Since these users are already customers we don't have to segment for user acquisition, so I'll define the goal as:
a. optimize for revenue, and
b. customer retention,
focusing on the sender's attributes, since they are paying the transaction costs and are our customers.
Assumptions:
a. higher send values are more valuable in terms of revenue for the company.
b. we can adjust the marketing campaign in each country by just adjusting language and don't have to consider any other factors such as cultural changes.
Revenue Segmentation
First we'll calculate the total revenue generated by each sender, then we can segment them into 3 bins:
High-revenue (top third of revenue generated)
Medium-revenue (middle third of revenue generated)

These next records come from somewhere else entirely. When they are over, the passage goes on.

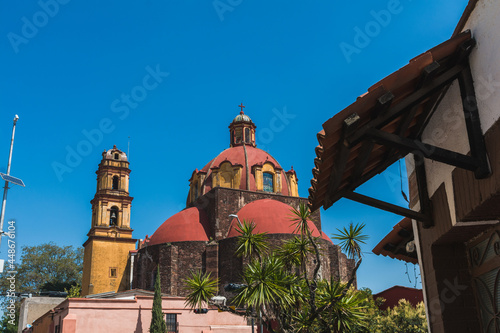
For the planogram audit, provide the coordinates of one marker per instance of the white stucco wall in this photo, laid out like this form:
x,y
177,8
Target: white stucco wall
x,y
446,128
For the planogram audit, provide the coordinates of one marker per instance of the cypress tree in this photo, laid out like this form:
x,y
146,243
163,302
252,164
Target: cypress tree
x,y
158,325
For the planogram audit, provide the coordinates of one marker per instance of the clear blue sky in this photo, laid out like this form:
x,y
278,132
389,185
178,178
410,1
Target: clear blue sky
x,y
67,70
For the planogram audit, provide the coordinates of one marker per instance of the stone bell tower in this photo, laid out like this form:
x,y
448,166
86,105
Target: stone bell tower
x,y
106,258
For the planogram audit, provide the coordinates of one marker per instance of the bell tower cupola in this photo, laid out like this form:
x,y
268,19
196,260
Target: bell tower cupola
x,y
242,130
110,234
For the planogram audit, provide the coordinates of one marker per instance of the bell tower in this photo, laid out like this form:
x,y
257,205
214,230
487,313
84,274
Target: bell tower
x,y
106,255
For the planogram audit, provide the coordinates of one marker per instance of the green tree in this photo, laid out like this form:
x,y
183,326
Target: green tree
x,y
6,326
158,324
74,291
201,289
47,267
404,317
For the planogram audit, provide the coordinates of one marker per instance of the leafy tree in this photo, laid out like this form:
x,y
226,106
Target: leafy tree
x,y
74,291
404,317
43,267
158,324
202,287
7,327
47,267
284,286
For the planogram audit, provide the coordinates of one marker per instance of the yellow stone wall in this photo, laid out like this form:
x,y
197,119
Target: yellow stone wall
x,y
99,257
227,175
293,189
259,177
109,246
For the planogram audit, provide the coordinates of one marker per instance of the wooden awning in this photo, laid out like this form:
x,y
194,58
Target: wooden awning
x,y
386,123
394,244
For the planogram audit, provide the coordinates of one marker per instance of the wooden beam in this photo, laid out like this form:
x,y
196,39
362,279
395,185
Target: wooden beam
x,y
426,150
410,101
386,206
362,159
423,193
473,124
370,174
350,123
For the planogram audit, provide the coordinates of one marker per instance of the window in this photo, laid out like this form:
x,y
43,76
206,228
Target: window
x,y
238,133
113,216
268,182
171,322
116,182
195,188
247,135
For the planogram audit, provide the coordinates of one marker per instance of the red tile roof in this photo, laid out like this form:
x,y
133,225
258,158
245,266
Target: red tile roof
x,y
396,293
412,105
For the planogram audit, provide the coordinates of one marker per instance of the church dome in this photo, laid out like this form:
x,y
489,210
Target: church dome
x,y
232,166
114,154
243,166
242,117
272,217
191,224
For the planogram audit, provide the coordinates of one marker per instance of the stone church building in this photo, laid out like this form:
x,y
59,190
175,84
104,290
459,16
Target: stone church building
x,y
242,180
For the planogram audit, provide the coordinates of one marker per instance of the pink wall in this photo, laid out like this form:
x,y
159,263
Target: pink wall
x,y
82,315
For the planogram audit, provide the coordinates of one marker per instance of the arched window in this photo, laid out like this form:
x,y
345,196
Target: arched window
x,y
238,133
195,190
268,182
113,216
116,182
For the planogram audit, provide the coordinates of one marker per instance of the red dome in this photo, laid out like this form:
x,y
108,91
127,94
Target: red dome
x,y
236,156
272,217
191,224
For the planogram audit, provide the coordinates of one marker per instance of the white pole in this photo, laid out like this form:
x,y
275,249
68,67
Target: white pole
x,y
6,187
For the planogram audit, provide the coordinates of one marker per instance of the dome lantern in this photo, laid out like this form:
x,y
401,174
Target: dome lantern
x,y
242,130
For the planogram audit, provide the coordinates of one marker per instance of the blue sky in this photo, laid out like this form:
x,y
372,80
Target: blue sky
x,y
170,75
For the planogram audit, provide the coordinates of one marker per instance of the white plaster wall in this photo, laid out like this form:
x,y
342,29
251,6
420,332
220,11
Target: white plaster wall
x,y
484,23
446,128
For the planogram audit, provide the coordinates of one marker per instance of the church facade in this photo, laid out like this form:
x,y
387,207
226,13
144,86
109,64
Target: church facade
x,y
242,180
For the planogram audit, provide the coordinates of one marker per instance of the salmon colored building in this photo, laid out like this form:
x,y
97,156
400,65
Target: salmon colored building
x,y
131,312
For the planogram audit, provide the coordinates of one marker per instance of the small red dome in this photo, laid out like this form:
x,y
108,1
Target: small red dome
x,y
272,217
191,224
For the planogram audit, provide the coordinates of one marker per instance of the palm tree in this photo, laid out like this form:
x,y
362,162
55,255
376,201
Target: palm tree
x,y
202,288
350,240
158,324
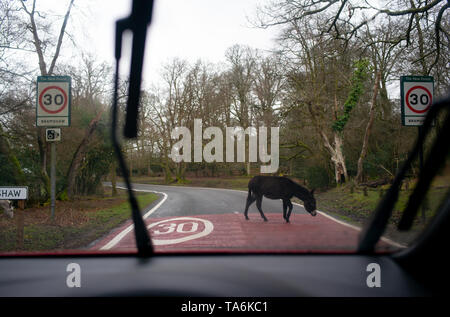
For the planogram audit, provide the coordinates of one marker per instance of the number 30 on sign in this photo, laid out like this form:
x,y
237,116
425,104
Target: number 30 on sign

Low-revenue (bottom third of revenue generated)
Retention Segmentation
Next we'll look at how customers retention can be grouped. We'll use the distribution of transaction counts for segmentation.
Since the majority of users have made 1-2 transactions, it's quite skewed and won't result in a great segmentation. So we'll segment the users into the following bins:
Rare: 1 transaction
Occasional: 2 transactions
Frequent 3+ transactions
Combined Segmentation
Now that we have the 2 distributions, we can combine them.
Next we can visualize the combined segmentation.
As we see above, the largest segment is low-revenue, rare transacting customers.
Here we can see the segments by total sender amount, showing low rare is also sending the most money, due to the quantity of users, not because each person is sending a lot of money.
With this data, we now know where to focus our attention.